A regimen of continuing treatment:
- Includes: prescription medications, oxygen tanks, nebulizer treatments (requires a doctor)
- Does NOT include: over-the-counter medications, bed rest, drinking plenty of fluids (you can do this on your own)
Let’s look at a couple of examples:
Example 1: Jamie woke up with a sore throat and is running a fever. He calls his doctor’s office and is told there is a virus going around and to just stay in bed and drink plenty of fluids. After being out for 4 days, he calls and asks if he can use FMLA leave. What is your answer?
In this case, the answer should be no because he doesn’t have a ‘serious health condition’. He didn’t see his doctor (phone calls don’t count as a visit) and the treatment does not require a doctor’s approval.
Example 2: Kristen is sent home from work because she was coughing excessively and stated she was running a fever. The next day, she feels much worse and goes to her doctor who determines she has developed bronchitis and prescribes antibiotics and an inhaler to help her with her breathing. Kristen calls you to inform you that she will be out for more than 3 days. What should the employer do?
The employer should send Kristen the required FMLA notices and inform her that the leave will be designated as FMLA.

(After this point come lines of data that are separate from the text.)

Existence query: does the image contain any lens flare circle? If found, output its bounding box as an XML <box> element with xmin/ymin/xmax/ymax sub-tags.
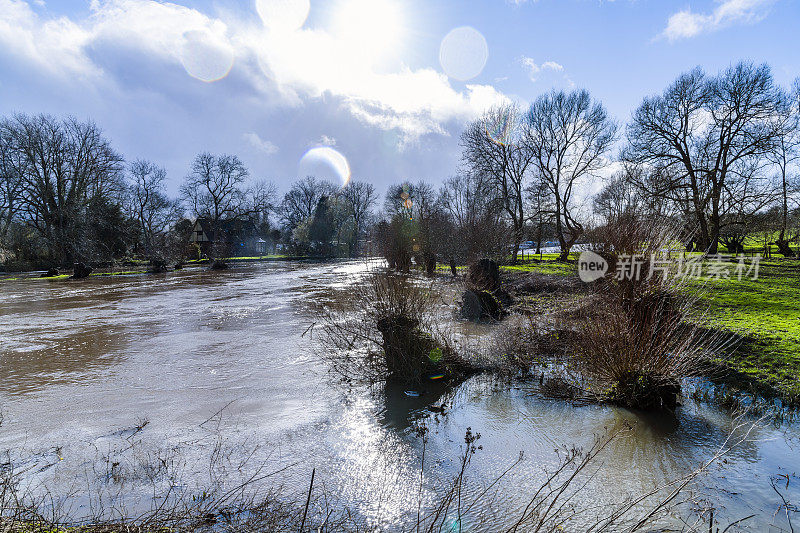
<box><xmin>439</xmin><ymin>26</ymin><xmax>489</xmax><ymax>81</ymax></box>
<box><xmin>180</xmin><ymin>30</ymin><xmax>235</xmax><ymax>83</ymax></box>
<box><xmin>297</xmin><ymin>146</ymin><xmax>351</xmax><ymax>187</ymax></box>
<box><xmin>256</xmin><ymin>0</ymin><xmax>311</xmax><ymax>31</ymax></box>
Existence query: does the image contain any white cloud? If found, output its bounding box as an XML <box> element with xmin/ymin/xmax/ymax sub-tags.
<box><xmin>0</xmin><ymin>0</ymin><xmax>510</xmax><ymax>144</ymax></box>
<box><xmin>520</xmin><ymin>56</ymin><xmax>564</xmax><ymax>81</ymax></box>
<box><xmin>660</xmin><ymin>0</ymin><xmax>775</xmax><ymax>42</ymax></box>
<box><xmin>242</xmin><ymin>132</ymin><xmax>278</xmax><ymax>155</ymax></box>
<box><xmin>0</xmin><ymin>0</ymin><xmax>100</xmax><ymax>78</ymax></box>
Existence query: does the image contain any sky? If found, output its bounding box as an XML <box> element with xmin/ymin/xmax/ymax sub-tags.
<box><xmin>0</xmin><ymin>0</ymin><xmax>800</xmax><ymax>194</ymax></box>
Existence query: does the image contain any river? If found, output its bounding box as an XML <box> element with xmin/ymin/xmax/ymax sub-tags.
<box><xmin>0</xmin><ymin>262</ymin><xmax>800</xmax><ymax>531</ymax></box>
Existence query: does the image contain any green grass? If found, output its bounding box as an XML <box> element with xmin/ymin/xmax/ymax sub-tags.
<box><xmin>490</xmin><ymin>253</ymin><xmax>800</xmax><ymax>403</ymax></box>
<box><xmin>698</xmin><ymin>259</ymin><xmax>800</xmax><ymax>402</ymax></box>
<box><xmin>500</xmin><ymin>254</ymin><xmax>578</xmax><ymax>276</ymax></box>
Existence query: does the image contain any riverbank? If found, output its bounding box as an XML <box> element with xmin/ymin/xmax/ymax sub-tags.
<box><xmin>0</xmin><ymin>261</ymin><xmax>800</xmax><ymax>531</ymax></box>
<box><xmin>494</xmin><ymin>254</ymin><xmax>800</xmax><ymax>407</ymax></box>
<box><xmin>0</xmin><ymin>254</ymin><xmax>332</xmax><ymax>282</ymax></box>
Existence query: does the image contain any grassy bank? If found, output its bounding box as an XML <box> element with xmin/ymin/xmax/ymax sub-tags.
<box><xmin>502</xmin><ymin>254</ymin><xmax>800</xmax><ymax>403</ymax></box>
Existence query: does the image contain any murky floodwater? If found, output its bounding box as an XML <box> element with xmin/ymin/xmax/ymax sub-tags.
<box><xmin>0</xmin><ymin>262</ymin><xmax>800</xmax><ymax>531</ymax></box>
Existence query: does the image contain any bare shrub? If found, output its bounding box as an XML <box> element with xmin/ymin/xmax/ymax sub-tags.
<box><xmin>321</xmin><ymin>269</ymin><xmax>479</xmax><ymax>383</ymax></box>
<box><xmin>575</xmin><ymin>216</ymin><xmax>711</xmax><ymax>409</ymax></box>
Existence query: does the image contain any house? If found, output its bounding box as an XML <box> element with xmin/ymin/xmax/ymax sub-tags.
<box><xmin>189</xmin><ymin>217</ymin><xmax>268</xmax><ymax>257</ymax></box>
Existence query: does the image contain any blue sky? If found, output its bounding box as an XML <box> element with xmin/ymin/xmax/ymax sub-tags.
<box><xmin>0</xmin><ymin>0</ymin><xmax>800</xmax><ymax>193</ymax></box>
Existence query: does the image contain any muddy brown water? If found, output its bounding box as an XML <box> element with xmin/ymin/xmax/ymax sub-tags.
<box><xmin>0</xmin><ymin>262</ymin><xmax>800</xmax><ymax>531</ymax></box>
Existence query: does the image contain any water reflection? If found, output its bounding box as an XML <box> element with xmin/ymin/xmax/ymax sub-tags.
<box><xmin>0</xmin><ymin>262</ymin><xmax>800</xmax><ymax>530</ymax></box>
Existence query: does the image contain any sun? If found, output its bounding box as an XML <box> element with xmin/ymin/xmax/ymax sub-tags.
<box><xmin>333</xmin><ymin>0</ymin><xmax>404</xmax><ymax>60</ymax></box>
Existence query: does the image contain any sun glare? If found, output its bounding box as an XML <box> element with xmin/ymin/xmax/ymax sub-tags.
<box><xmin>333</xmin><ymin>0</ymin><xmax>404</xmax><ymax>60</ymax></box>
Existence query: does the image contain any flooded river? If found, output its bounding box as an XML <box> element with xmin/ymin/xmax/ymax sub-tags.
<box><xmin>0</xmin><ymin>262</ymin><xmax>800</xmax><ymax>531</ymax></box>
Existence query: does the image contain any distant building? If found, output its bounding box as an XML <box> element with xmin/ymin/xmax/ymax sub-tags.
<box><xmin>189</xmin><ymin>217</ymin><xmax>269</xmax><ymax>257</ymax></box>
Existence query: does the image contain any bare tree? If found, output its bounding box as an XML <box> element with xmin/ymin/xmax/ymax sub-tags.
<box><xmin>0</xmin><ymin>115</ymin><xmax>124</xmax><ymax>264</ymax></box>
<box><xmin>523</xmin><ymin>91</ymin><xmax>617</xmax><ymax>261</ymax></box>
<box><xmin>383</xmin><ymin>180</ymin><xmax>436</xmax><ymax>221</ymax></box>
<box><xmin>437</xmin><ymin>173</ymin><xmax>508</xmax><ymax>264</ymax></box>
<box><xmin>280</xmin><ymin>176</ymin><xmax>336</xmax><ymax>229</ymax></box>
<box><xmin>0</xmin><ymin>127</ymin><xmax>24</xmax><ymax>245</ymax></box>
<box><xmin>340</xmin><ymin>180</ymin><xmax>378</xmax><ymax>257</ymax></box>
<box><xmin>244</xmin><ymin>180</ymin><xmax>278</xmax><ymax>227</ymax></box>
<box><xmin>461</xmin><ymin>104</ymin><xmax>532</xmax><ymax>263</ymax></box>
<box><xmin>128</xmin><ymin>159</ymin><xmax>179</xmax><ymax>257</ymax></box>
<box><xmin>624</xmin><ymin>63</ymin><xmax>781</xmax><ymax>253</ymax></box>
<box><xmin>767</xmin><ymin>88</ymin><xmax>800</xmax><ymax>257</ymax></box>
<box><xmin>181</xmin><ymin>152</ymin><xmax>249</xmax><ymax>224</ymax></box>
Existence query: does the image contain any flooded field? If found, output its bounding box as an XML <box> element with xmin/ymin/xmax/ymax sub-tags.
<box><xmin>0</xmin><ymin>262</ymin><xmax>800</xmax><ymax>531</ymax></box>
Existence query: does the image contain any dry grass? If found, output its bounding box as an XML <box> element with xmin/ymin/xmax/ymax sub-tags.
<box><xmin>319</xmin><ymin>269</ymin><xmax>484</xmax><ymax>383</ymax></box>
<box><xmin>575</xmin><ymin>217</ymin><xmax>714</xmax><ymax>409</ymax></box>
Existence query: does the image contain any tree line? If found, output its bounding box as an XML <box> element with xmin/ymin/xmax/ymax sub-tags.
<box><xmin>0</xmin><ymin>62</ymin><xmax>800</xmax><ymax>270</ymax></box>
<box><xmin>384</xmin><ymin>62</ymin><xmax>800</xmax><ymax>268</ymax></box>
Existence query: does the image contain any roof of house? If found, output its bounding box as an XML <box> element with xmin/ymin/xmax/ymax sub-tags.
<box><xmin>195</xmin><ymin>217</ymin><xmax>258</xmax><ymax>240</ymax></box>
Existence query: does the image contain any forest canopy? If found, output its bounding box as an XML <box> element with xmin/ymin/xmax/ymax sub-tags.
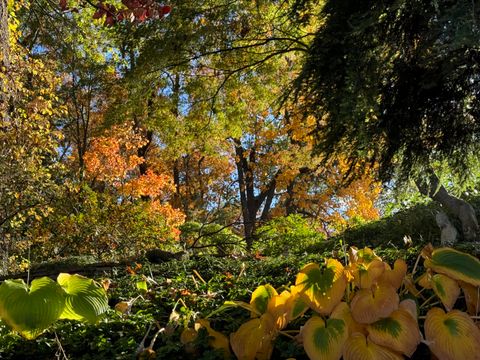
<box><xmin>0</xmin><ymin>0</ymin><xmax>479</xmax><ymax>271</ymax></box>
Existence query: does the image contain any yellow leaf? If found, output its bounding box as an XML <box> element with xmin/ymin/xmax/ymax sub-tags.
<box><xmin>330</xmin><ymin>301</ymin><xmax>367</xmax><ymax>335</ymax></box>
<box><xmin>460</xmin><ymin>281</ymin><xmax>480</xmax><ymax>316</ymax></box>
<box><xmin>295</xmin><ymin>259</ymin><xmax>347</xmax><ymax>315</ymax></box>
<box><xmin>431</xmin><ymin>274</ymin><xmax>460</xmax><ymax>311</ymax></box>
<box><xmin>367</xmin><ymin>309</ymin><xmax>421</xmax><ymax>357</ymax></box>
<box><xmin>301</xmin><ymin>316</ymin><xmax>348</xmax><ymax>360</ymax></box>
<box><xmin>418</xmin><ymin>272</ymin><xmax>432</xmax><ymax>289</ymax></box>
<box><xmin>353</xmin><ymin>259</ymin><xmax>385</xmax><ymax>289</ymax></box>
<box><xmin>380</xmin><ymin>259</ymin><xmax>407</xmax><ymax>290</ymax></box>
<box><xmin>250</xmin><ymin>284</ymin><xmax>278</xmax><ymax>317</ymax></box>
<box><xmin>195</xmin><ymin>319</ymin><xmax>230</xmax><ymax>358</ymax></box>
<box><xmin>230</xmin><ymin>313</ymin><xmax>276</xmax><ymax>360</ymax></box>
<box><xmin>398</xmin><ymin>299</ymin><xmax>418</xmax><ymax>319</ymax></box>
<box><xmin>267</xmin><ymin>290</ymin><xmax>292</xmax><ymax>330</ymax></box>
<box><xmin>286</xmin><ymin>286</ymin><xmax>309</xmax><ymax>321</ymax></box>
<box><xmin>343</xmin><ymin>333</ymin><xmax>403</xmax><ymax>360</ymax></box>
<box><xmin>425</xmin><ymin>308</ymin><xmax>480</xmax><ymax>360</ymax></box>
<box><xmin>350</xmin><ymin>285</ymin><xmax>399</xmax><ymax>324</ymax></box>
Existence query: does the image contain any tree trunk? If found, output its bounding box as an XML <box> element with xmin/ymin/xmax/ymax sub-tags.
<box><xmin>415</xmin><ymin>170</ymin><xmax>479</xmax><ymax>241</ymax></box>
<box><xmin>0</xmin><ymin>0</ymin><xmax>10</xmax><ymax>107</ymax></box>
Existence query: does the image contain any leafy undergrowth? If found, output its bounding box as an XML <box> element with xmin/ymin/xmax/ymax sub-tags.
<box><xmin>0</xmin><ymin>244</ymin><xmax>421</xmax><ymax>359</ymax></box>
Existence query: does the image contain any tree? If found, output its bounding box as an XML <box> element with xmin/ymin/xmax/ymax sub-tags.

Keep in mind during this year’s flu season – if your state has family medical leave provisions, an employee may qualify under the state’s FMLA policy.
Paid Sick Leave
If you have employees in one of the states (recently Michigan and New Jersey) or municipalities that require paid sick leave, you can remind employees of the benefit. If you don’t have a paid sick leave policy, it might be worth looking at providing paid time off. Paid time off encourages employees to stay home when sick. Which can save money in the long run by not exposing more employees or customers to the current virus or flu outbreak.
Remember, that many of the state paid sick leave laws do not require advance notice for the employee to be eligible for the leave. Many also limit the amount of documentation you can obtain. In many ways, the flu season is one of the reasons many of these laws were enacted. So be sure you are in compliance with them.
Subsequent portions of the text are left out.